Westpac worries deepen on child abuse allegations

Westpac is facing further allegations about child abuse links relating to the anti-money laundering scandal that rocked the Australian bank late last year.

Regulatory body Austrac has warned Westpac that it may up its statement of claim against the bank after an investigation uncovered evidence that an additional 272 customers may have used loopholes in the bank's money transfer systems to engage in child exploitation. This is 23 times higher than the initial suspicions raised relating to 12 cases of transactions made to known paedophile networks in the Philippines and South East Asia.

Westpac earlier this month blamed the failure of its anti money laundering (AML) processes on a mixture of technology and human error rather than any intentional wrongdoing, according to a report commissioned by the bank's former chairman Lindsay Maxsted.

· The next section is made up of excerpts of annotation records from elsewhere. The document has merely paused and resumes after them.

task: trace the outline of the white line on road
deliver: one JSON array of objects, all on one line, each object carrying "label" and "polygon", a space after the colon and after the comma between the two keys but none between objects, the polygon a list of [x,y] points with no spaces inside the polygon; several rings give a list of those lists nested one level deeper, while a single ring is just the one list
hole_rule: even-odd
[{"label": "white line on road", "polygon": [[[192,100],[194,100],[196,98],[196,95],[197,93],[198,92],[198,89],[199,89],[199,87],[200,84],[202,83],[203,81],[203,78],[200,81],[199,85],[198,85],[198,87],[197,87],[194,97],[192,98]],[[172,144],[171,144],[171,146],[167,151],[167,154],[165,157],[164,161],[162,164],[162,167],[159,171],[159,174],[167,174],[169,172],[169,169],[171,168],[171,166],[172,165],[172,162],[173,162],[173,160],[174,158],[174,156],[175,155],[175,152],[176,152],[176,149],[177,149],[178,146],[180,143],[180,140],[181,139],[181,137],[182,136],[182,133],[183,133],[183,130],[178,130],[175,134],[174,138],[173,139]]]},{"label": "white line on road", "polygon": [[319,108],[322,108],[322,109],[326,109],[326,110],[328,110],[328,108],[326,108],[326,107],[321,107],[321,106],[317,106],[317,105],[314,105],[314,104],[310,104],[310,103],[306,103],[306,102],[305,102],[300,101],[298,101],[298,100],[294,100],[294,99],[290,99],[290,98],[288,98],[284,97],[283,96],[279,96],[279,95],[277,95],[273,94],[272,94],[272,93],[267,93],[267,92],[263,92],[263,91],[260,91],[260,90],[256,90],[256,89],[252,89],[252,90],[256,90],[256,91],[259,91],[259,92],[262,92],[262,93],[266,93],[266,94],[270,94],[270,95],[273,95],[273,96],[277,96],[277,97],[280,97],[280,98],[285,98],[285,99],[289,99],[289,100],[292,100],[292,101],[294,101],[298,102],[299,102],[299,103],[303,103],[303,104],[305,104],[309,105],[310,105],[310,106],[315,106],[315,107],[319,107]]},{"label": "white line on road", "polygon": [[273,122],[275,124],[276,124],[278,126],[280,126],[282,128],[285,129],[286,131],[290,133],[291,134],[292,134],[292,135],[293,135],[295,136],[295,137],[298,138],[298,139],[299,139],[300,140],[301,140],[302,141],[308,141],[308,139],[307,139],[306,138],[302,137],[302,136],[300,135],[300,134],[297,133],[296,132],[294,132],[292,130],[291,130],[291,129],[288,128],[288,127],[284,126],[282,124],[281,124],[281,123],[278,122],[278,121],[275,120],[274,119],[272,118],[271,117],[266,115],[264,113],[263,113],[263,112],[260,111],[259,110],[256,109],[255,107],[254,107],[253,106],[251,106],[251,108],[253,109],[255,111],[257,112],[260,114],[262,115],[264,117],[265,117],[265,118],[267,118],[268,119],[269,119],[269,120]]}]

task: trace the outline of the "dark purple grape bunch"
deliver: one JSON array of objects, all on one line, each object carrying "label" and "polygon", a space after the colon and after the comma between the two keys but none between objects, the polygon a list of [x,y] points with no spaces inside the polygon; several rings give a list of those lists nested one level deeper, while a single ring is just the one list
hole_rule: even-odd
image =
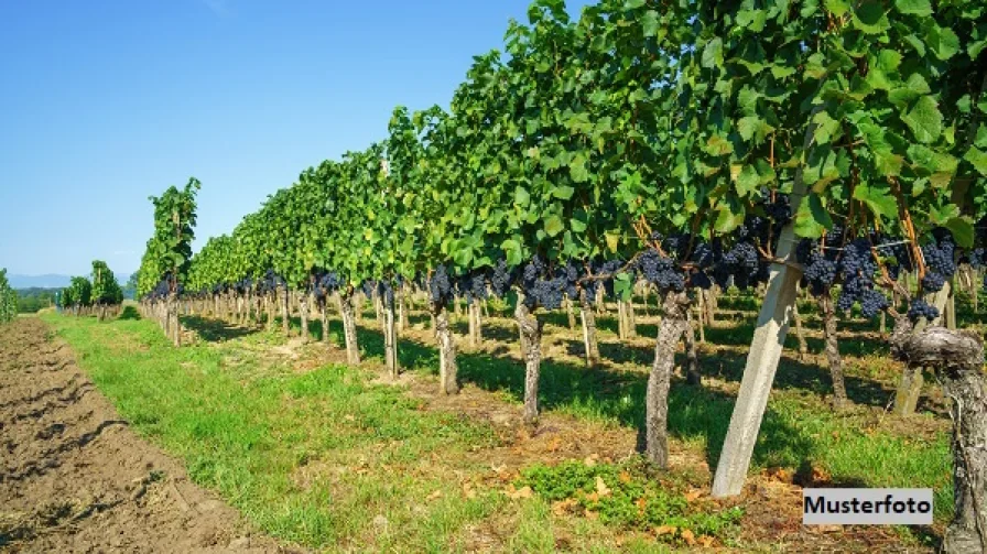
[{"label": "dark purple grape bunch", "polygon": [[453,283],[448,270],[440,264],[429,280],[429,297],[433,304],[448,304],[453,301]]},{"label": "dark purple grape bunch", "polygon": [[524,305],[529,309],[536,307],[557,309],[562,306],[566,289],[564,273],[564,271],[551,271],[545,261],[535,254],[531,261],[524,264],[518,283],[524,293]]},{"label": "dark purple grape bunch", "polygon": [[922,278],[924,292],[939,292],[943,290],[947,279],[956,273],[956,245],[953,235],[947,229],[935,229],[933,240],[922,247],[922,258],[925,259],[925,275]]}]

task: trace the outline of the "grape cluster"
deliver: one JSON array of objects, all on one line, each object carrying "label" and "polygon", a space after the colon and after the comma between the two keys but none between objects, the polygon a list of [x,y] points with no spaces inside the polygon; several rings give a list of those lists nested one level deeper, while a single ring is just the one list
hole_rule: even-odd
[{"label": "grape cluster", "polygon": [[440,264],[429,280],[429,294],[433,304],[447,304],[453,300],[453,283],[445,265]]},{"label": "grape cluster", "polygon": [[770,199],[770,194],[766,195],[764,213],[771,219],[778,230],[792,220],[792,205],[785,194],[776,194],[774,199]]},{"label": "grape cluster", "polygon": [[490,271],[490,292],[497,297],[503,297],[518,279],[517,270],[509,268],[502,258]]},{"label": "grape cluster", "polygon": [[455,285],[456,292],[468,302],[473,302],[475,298],[485,300],[487,297],[487,271],[479,269],[460,275]]},{"label": "grape cluster", "polygon": [[334,291],[338,290],[340,284],[339,275],[335,272],[327,271],[315,275],[313,290],[317,298],[325,298]]},{"label": "grape cluster", "polygon": [[258,283],[258,291],[261,293],[270,293],[282,286],[284,286],[284,280],[281,279],[281,275],[274,273],[274,270],[269,269],[261,276],[260,282]]},{"label": "grape cluster", "polygon": [[685,275],[679,264],[653,248],[639,256],[634,265],[661,293],[685,290]]},{"label": "grape cluster", "polygon": [[908,318],[914,323],[918,322],[920,317],[924,317],[931,322],[939,317],[939,309],[922,298],[915,298],[908,307]]},{"label": "grape cluster", "polygon": [[922,278],[922,290],[925,292],[939,292],[946,284],[946,278],[934,271],[926,271]]},{"label": "grape cluster", "polygon": [[529,309],[539,306],[557,309],[562,305],[567,279],[564,271],[551,272],[544,260],[535,254],[524,265],[519,284],[524,293],[524,305]]},{"label": "grape cluster", "polygon": [[389,306],[394,303],[394,287],[391,285],[390,281],[381,280],[377,282],[377,294],[380,297],[386,306]]},{"label": "grape cluster", "polygon": [[922,278],[922,290],[937,292],[945,285],[946,279],[956,273],[954,256],[956,246],[953,237],[945,229],[933,231],[935,240],[922,247],[922,257],[925,259],[925,275]]},{"label": "grape cluster", "polygon": [[719,278],[717,284],[722,287],[726,287],[727,279],[725,278],[729,275],[733,275],[734,284],[739,289],[756,285],[764,276],[758,251],[750,241],[736,242],[730,250],[723,254],[719,263],[720,271],[714,272],[714,276]]},{"label": "grape cluster", "polygon": [[[876,271],[877,263],[875,263],[870,251],[869,239],[857,238],[846,245],[838,263],[838,273],[843,279],[843,289],[839,291],[839,297],[836,300],[836,308],[848,311],[858,302],[861,304],[861,307],[867,302],[867,313],[871,313],[871,309],[879,304],[875,294],[883,296],[874,290],[874,274]],[[870,317],[880,309],[882,308],[874,311]]]},{"label": "grape cluster", "polygon": [[985,250],[984,247],[974,248],[967,252],[966,261],[976,270],[983,268],[987,264],[985,263],[987,262],[987,250]]},{"label": "grape cluster", "polygon": [[369,298],[373,296],[373,290],[377,289],[377,281],[368,279],[364,281],[360,289],[364,291],[364,296],[367,296]]},{"label": "grape cluster", "polygon": [[[800,246],[803,243],[811,246],[812,241],[803,240]],[[809,285],[809,292],[814,296],[828,294],[829,287],[836,281],[836,261],[817,250],[811,251],[806,259],[801,259],[800,261],[805,264],[805,272],[802,274],[802,278],[805,284]]]}]

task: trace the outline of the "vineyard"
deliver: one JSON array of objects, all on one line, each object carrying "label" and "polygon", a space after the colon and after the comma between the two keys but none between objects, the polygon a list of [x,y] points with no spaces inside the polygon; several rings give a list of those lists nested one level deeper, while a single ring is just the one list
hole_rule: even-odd
[{"label": "vineyard", "polygon": [[7,270],[0,269],[0,324],[18,316],[18,293],[7,281]]},{"label": "vineyard", "polygon": [[[514,446],[524,463],[497,486],[509,481],[508,499],[535,496],[556,517],[665,545],[744,550],[755,544],[737,539],[752,525],[745,518],[770,510],[738,498],[763,489],[762,470],[788,471],[789,485],[904,488],[913,471],[915,487],[935,488],[936,524],[909,544],[987,552],[985,48],[987,8],[973,0],[601,0],[578,18],[562,0],[536,0],[527,23],[510,23],[502,52],[474,57],[448,109],[395,108],[380,142],[304,170],[197,252],[204,185],[191,177],[151,197],[139,316],[122,308],[105,262],[73,278],[64,314],[119,315],[122,327],[105,327],[140,345],[120,356],[150,350],[178,373],[140,366],[150,363],[140,355],[140,371],[104,360],[102,348],[123,347],[99,343],[85,322],[51,321],[115,368],[96,378],[111,395],[135,397],[128,387],[143,379],[142,394],[186,394],[131,399],[121,411],[194,460],[189,474],[261,529],[308,546],[364,531],[332,526],[317,510],[312,522],[288,521],[302,512],[271,514],[251,496],[263,495],[252,488],[263,479],[257,467],[312,467],[293,449],[296,434],[305,448],[345,443],[354,450],[339,459],[359,454],[381,467],[429,453],[455,481],[473,466],[442,450],[474,463],[467,453],[507,449],[486,425],[510,421],[523,437],[512,441],[563,428],[609,455],[549,443],[553,455],[529,459]],[[0,323],[17,311],[8,291],[0,273]],[[164,339],[140,335],[129,321],[138,318],[156,322]],[[878,360],[870,378],[863,359]],[[281,362],[293,366],[279,373]],[[258,374],[228,382],[216,373],[228,363]],[[197,365],[208,369],[183,372]],[[776,380],[809,389],[781,392],[778,410],[813,434],[792,422],[779,432]],[[204,391],[228,400],[215,425],[230,427],[169,428],[167,417],[209,405]],[[283,399],[292,408],[275,415]],[[322,425],[313,414],[334,433],[308,430]],[[226,433],[238,432],[260,452],[237,454]],[[210,433],[226,437],[217,452],[229,459],[188,438]],[[414,452],[357,452],[389,433]],[[859,437],[860,453],[885,450],[871,456],[885,461],[817,454],[828,460],[821,469],[791,454],[798,441],[839,450],[840,433]],[[709,452],[697,463],[683,443],[698,435]],[[230,461],[240,455],[257,467]],[[224,463],[236,469],[227,475]],[[697,464],[708,475],[682,477]],[[430,517],[451,529],[487,517],[468,482],[463,503]],[[433,503],[451,495],[405,485]],[[373,525],[389,529],[379,517]],[[409,529],[398,539],[381,532],[375,544],[452,548],[401,535],[432,536],[401,521]],[[541,550],[501,539],[486,546]],[[901,546],[886,540],[834,547]],[[545,550],[556,548],[581,550]]]}]

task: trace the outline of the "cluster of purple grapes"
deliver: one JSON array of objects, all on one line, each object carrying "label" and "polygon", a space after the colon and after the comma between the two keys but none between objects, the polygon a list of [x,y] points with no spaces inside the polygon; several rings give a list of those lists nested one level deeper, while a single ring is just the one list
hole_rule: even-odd
[{"label": "cluster of purple grapes", "polygon": [[453,283],[448,270],[440,264],[429,280],[429,296],[433,304],[448,304],[453,301]]},{"label": "cluster of purple grapes", "polygon": [[870,240],[857,238],[846,245],[839,257],[839,276],[843,289],[836,300],[836,308],[848,312],[854,304],[860,304],[864,317],[876,316],[888,307],[888,298],[874,289],[877,263],[870,250]]},{"label": "cluster of purple grapes", "polygon": [[389,280],[377,281],[377,294],[386,306],[394,303],[394,286]]},{"label": "cluster of purple grapes", "polygon": [[795,248],[795,254],[805,271],[802,285],[814,296],[829,294],[837,280],[842,283],[836,308],[849,312],[854,305],[860,304],[864,317],[874,317],[888,307],[888,298],[875,289],[874,275],[877,263],[870,249],[870,239],[856,238],[843,248],[844,230],[834,226],[823,240],[824,248],[816,242],[803,239]]},{"label": "cluster of purple grapes", "polygon": [[511,285],[514,284],[514,281],[518,278],[518,271],[514,268],[509,268],[507,264],[507,260],[500,259],[497,261],[497,265],[490,270],[490,292],[494,293],[494,296],[502,298],[508,291],[510,291]]},{"label": "cluster of purple grapes", "polygon": [[639,256],[634,265],[644,280],[657,286],[662,293],[685,290],[685,273],[675,260],[662,256],[653,248]]},{"label": "cluster of purple grapes", "polygon": [[562,306],[566,291],[574,287],[575,282],[570,282],[568,272],[564,267],[552,271],[552,268],[535,254],[521,271],[518,284],[524,293],[524,304],[529,309],[539,306],[557,309]]},{"label": "cluster of purple grapes", "polygon": [[257,283],[257,290],[261,294],[274,292],[282,286],[284,286],[284,279],[281,279],[281,275],[274,273],[274,270],[265,271]]},{"label": "cluster of purple grapes", "polygon": [[486,269],[479,269],[459,276],[455,282],[456,292],[468,302],[473,302],[475,298],[486,300],[487,273]]},{"label": "cluster of purple grapes", "polygon": [[953,243],[953,236],[945,229],[936,229],[933,236],[935,240],[922,247],[922,257],[925,258],[922,290],[925,292],[942,291],[946,279],[956,273],[956,246]]},{"label": "cluster of purple grapes", "polygon": [[922,298],[915,298],[908,307],[908,318],[912,322],[916,322],[920,317],[924,317],[931,322],[939,317],[939,309]]},{"label": "cluster of purple grapes", "polygon": [[338,290],[340,284],[338,274],[333,271],[326,271],[316,273],[312,290],[315,293],[316,298],[324,300],[328,297],[333,291]]},{"label": "cluster of purple grapes", "polygon": [[[800,247],[802,245],[807,245],[811,248],[812,241],[802,240]],[[803,259],[802,256],[800,256],[800,259],[802,259],[802,263],[805,264],[805,272],[802,274],[803,286],[809,285],[809,292],[812,293],[813,296],[829,294],[829,289],[833,286],[833,283],[836,282],[836,261],[827,258],[818,250],[810,251],[807,259]]]}]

The problem was highlighted in November when Westpac was hit with legal action by Austrac, the country's AML and terrorism financing watchdog, over its lax practices. The regulator found that Westpac had breached its reporting obligatons on 23 million transactions, forcing the bank to set aside $900m in case of legal liability.

The subsequent investigation noted a high turnover of staff and some problems with IT projects at a time of rapid change in financial technology. Many of these problems centred on the reporting of international funds transfer transactions and the lack of a reconciliation system to pick up any reporting errors.

Alongside the worrying child abuse claims, Austrac is also widening the scope of its penal process to include filing failures related to an estimated 60-90,000 Threshold Transaction Reports (TTR), far higher than the the late reporting of 17,870 TTRs that were the subject of the initial claim.